Database calculations are limited. A database does not understand joins, dimensions, or hierarchies. With large databases, it is impractical to move billions of records to the client for aggregation or summation purposes. However, some calculations must be done within the database; this particularly applies to metrics that must be done row by row and cannot be done on aggregated results.

Example: Consider a [Sales] metric which is Quantity*Price. To calculate total sales, the metric is applied to each database row and then the row results are summed. The database must calculate this metric; if this calculation is performed at a report level, you receive a sum of Quantity multiplied by the average of Price. This is incorrect and misleading.

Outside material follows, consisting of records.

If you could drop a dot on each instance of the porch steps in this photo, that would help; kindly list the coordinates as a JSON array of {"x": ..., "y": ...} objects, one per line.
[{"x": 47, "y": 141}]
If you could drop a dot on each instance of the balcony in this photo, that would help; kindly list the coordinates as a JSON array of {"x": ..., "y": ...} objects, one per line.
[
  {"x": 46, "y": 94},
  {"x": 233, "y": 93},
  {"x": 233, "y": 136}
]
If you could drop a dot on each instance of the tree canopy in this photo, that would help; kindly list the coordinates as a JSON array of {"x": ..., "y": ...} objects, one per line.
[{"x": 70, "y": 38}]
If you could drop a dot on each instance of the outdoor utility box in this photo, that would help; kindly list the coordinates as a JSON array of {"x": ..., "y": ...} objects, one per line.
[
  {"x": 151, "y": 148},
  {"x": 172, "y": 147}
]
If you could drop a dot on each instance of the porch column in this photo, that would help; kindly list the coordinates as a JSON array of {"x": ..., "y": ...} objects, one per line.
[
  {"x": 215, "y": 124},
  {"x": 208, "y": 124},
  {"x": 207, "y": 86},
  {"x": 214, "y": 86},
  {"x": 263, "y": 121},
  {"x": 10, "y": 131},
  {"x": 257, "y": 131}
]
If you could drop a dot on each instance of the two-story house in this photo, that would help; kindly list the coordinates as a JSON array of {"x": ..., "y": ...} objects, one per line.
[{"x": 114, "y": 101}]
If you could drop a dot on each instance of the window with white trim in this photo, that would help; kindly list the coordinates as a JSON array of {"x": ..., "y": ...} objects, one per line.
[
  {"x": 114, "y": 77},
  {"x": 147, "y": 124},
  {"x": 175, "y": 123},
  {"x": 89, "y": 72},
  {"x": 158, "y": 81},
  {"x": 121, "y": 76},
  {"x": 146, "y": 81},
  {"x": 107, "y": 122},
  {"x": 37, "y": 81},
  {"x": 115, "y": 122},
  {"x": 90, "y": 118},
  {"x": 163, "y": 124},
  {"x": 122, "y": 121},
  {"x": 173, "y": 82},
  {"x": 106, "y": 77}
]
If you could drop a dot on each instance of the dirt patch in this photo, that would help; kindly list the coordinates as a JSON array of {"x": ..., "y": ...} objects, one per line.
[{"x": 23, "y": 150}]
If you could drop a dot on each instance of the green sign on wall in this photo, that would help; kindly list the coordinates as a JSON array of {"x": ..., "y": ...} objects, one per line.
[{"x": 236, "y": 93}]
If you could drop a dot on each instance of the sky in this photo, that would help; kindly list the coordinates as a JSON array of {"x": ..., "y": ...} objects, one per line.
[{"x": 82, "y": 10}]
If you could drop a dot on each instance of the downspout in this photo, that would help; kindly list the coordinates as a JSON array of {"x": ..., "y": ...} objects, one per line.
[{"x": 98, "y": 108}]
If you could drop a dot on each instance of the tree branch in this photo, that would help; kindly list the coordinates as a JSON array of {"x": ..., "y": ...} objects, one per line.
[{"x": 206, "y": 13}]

In Insights, when you type a formula for a custom attribute or measure, you create a pre-aggregation expression. Positional calculations, ranks, lookups, and so on, must occur in the logical layer of Insights post-aggregation. These attributes and measures occur after the database summarizes the records into a 100 row result set. Logical expressions manipulate those 100 rows to make even more complex calculations.

Post-Aggregation Calculations

The Insights engine performs calculations on dimension, measure, position, and hierarchy constructs while the end user maintains control over data manipulation. However, the data is post-aggregation, and any logical queries that return result sets to the middle tier are restricted to 100,000 returned records. Insights sets this upper limit in order to maintain system performance and speed.

Example: The custom metric [Sales] is defined as Quantity*Price. Another base metric [Quantity] and the base attribute [Year] help narrow and define the results when calculating for average unit price.

To calculate average unit price, the following logical query is executed:

SELECT [Time.Year],[Sales]/[Quantity] AS 'Average Unit Price' FROM [ALL]

Both pre-aggregation and post-aggregation calculations are present: one is executed in the database and one is executed in Insights.

That query is transformed into physical SQL that looks something like:

SELECT DW_DM_TIME_DAY.Year$, SUM(FACT.quantity*FACT.price),SUM(quantity) FROM FACT INNER JOIN DW_DM_TIME_DAY on FACT.DayID=DW_DM_TIME_DAY.DayID

The calculation for [Sales] is compiled directly into SQL.The syntax that supports this is restricted only to things that can be sent to the database. When the result set comes back, Insights takes each row and divides the [Sales] value by the [Quantity] value to get an average unit price by year. The expression syntax at the logical layer can use BQLClosed Business Query Language functions.

ETL Services

The language for report-level (post-aggregation) expressions uses the same engine as the ETL scripting engine. Therefore, BQL is used for ETL as well as report-level expressions. This allows users to embed scripts in reports. Please note that some BQL statements only function when running in a script (e.g. WRITERECORD) and others are only allowed when working in a report (e.g. lookups).

Where possible, Insights makes the syntax for the two different types of expressions the same.

Example: The operators (+,-,/,*) are the same. Some functions (e.g. DATEADD) are the same syntax because underlying databases support that syntax.